Hacker News new | ask | show | jobs
by bkirwi 4265 days ago
In theory, Jepsen or a Jepsen-like system should be able to check any of these failure modes.

On the other hand, it sounds like Redis Cluster offers few hard guarantees; instead, it promises that failures should be rare 'in practice'. Which is a fine thing for a tool to do, of course, but it makes things less amenable to the kind of stress-testing Jepsen does -- since running inside Jepsen's little universe is about as far from normal operation as you can get. If you already know that a system can fail in a certain way, getting Jepsen to reproduce that failure tells you very little.

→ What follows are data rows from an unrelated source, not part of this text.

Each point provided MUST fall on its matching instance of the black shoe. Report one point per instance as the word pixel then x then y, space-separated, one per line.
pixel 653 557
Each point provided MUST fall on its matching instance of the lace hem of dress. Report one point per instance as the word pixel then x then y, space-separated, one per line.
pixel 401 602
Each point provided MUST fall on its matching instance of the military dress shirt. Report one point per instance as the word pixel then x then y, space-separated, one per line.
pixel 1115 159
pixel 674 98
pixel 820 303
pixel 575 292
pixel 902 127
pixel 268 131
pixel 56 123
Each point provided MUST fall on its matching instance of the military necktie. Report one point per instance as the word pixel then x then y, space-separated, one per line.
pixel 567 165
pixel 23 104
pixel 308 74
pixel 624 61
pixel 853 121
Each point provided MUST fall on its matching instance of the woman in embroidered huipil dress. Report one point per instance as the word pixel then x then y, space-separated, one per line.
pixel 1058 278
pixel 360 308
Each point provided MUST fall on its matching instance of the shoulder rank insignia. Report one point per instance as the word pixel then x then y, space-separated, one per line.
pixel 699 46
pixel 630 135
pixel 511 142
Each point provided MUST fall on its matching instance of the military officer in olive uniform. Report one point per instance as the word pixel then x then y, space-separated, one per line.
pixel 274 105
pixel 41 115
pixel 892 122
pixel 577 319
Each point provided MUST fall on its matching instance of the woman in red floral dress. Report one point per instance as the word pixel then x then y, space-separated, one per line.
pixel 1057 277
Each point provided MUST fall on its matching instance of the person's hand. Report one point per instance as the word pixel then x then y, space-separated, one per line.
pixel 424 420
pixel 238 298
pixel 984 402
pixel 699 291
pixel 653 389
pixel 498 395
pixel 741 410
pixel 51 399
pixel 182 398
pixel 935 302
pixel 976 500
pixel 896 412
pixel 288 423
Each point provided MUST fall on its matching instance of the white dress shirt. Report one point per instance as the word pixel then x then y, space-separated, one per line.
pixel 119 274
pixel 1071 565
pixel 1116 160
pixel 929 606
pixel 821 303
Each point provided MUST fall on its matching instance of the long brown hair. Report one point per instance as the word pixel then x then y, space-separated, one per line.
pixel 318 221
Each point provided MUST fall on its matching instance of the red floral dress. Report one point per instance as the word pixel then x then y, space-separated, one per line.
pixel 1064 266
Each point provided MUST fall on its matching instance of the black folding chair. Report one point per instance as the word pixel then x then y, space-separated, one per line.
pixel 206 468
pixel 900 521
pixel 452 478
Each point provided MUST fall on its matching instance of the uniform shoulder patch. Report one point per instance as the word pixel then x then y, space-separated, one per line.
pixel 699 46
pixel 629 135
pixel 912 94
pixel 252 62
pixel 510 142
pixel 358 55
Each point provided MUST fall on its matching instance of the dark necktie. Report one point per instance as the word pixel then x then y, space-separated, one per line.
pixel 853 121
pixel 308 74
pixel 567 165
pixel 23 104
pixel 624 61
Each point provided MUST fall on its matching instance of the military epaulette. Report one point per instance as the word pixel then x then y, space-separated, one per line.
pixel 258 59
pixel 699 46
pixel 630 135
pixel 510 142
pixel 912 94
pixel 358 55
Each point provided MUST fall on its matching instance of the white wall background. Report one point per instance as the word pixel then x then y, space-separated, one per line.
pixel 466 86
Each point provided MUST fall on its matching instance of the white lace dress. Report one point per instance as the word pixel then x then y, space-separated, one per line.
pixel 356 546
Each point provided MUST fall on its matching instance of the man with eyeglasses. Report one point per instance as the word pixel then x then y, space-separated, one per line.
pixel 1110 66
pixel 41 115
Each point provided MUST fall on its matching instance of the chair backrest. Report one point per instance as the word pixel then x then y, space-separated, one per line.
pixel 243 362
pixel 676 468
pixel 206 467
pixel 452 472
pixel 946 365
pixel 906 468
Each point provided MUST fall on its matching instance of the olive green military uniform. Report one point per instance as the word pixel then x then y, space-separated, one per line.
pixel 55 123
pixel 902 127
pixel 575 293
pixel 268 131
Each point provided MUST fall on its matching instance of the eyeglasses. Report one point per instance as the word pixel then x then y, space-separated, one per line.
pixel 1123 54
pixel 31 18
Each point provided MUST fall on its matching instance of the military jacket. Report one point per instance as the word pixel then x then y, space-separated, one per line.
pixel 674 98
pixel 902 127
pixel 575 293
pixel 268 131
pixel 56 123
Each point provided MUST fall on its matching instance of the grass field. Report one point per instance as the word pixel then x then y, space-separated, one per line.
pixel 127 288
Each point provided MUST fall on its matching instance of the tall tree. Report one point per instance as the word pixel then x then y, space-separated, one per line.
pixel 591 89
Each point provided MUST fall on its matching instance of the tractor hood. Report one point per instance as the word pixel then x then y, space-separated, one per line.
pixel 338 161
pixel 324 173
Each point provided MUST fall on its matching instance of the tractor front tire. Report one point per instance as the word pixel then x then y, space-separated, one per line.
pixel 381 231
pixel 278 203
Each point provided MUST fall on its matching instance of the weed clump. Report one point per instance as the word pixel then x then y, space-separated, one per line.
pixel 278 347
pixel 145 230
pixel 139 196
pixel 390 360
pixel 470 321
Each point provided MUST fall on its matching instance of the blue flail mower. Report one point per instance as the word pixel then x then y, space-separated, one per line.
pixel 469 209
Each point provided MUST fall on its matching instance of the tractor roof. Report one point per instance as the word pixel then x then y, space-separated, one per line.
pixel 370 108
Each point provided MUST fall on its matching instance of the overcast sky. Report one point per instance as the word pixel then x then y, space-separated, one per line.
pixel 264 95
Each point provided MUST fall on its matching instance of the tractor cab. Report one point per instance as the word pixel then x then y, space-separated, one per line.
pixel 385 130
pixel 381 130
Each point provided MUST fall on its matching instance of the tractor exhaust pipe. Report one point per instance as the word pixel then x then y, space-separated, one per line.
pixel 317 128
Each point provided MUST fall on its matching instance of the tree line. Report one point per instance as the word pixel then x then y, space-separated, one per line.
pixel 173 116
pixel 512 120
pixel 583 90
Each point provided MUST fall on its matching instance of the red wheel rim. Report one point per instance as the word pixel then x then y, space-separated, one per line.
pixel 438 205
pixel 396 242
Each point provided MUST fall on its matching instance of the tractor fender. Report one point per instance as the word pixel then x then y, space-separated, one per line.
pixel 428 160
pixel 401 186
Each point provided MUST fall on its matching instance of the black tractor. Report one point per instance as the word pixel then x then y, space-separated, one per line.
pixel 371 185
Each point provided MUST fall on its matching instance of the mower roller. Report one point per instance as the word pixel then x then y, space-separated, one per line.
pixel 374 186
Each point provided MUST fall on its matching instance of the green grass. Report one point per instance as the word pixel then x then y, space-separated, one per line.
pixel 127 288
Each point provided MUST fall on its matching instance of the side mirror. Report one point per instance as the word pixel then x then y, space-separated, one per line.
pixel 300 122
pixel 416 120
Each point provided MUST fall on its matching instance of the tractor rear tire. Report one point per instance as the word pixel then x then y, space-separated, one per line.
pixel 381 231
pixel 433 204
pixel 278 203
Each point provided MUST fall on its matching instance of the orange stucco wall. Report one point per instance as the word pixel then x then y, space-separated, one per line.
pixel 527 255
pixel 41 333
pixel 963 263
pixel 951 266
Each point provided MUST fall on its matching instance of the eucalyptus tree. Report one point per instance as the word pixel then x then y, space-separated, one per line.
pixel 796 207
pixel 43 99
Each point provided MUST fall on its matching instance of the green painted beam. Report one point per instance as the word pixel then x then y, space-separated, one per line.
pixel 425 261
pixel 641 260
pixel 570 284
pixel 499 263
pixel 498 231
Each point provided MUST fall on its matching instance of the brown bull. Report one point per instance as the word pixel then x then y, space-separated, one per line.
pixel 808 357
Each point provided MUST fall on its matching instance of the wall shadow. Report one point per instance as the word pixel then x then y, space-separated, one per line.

If you'd like to make this kind of testing possible, it would be useful to state as many 'positive' rules as possible, which Redis Cluster should always respect -- things like "if a majority of nodes are fully connected, they should always accept writes" and "an unpartitioned cluster should always agree on the same value" -- alongside the documentation on ways it might fail. This way, clients can be assured of the 'bare minimum' that the system supports, and tools like Jepsen can give you more useful information.

1 comments

Oh, there are definitely hard rules like that. For example a majority partition never accepts queries, and when there are no partitions at all Redis Cluster guarantees to converge on a single value for each key, and to a single view of the cluster configuration. I'll try to document better this things, but basically they arise from the simple algorithm that makes the configuration eventually consistent.
Neat; that should be very useful.

It's great to see that Redis has a official story for clustering / failover out; like you said in the post, the worst distributed systems are the ones you have to rewrite every single time. It's going to be interesting watching this evolve.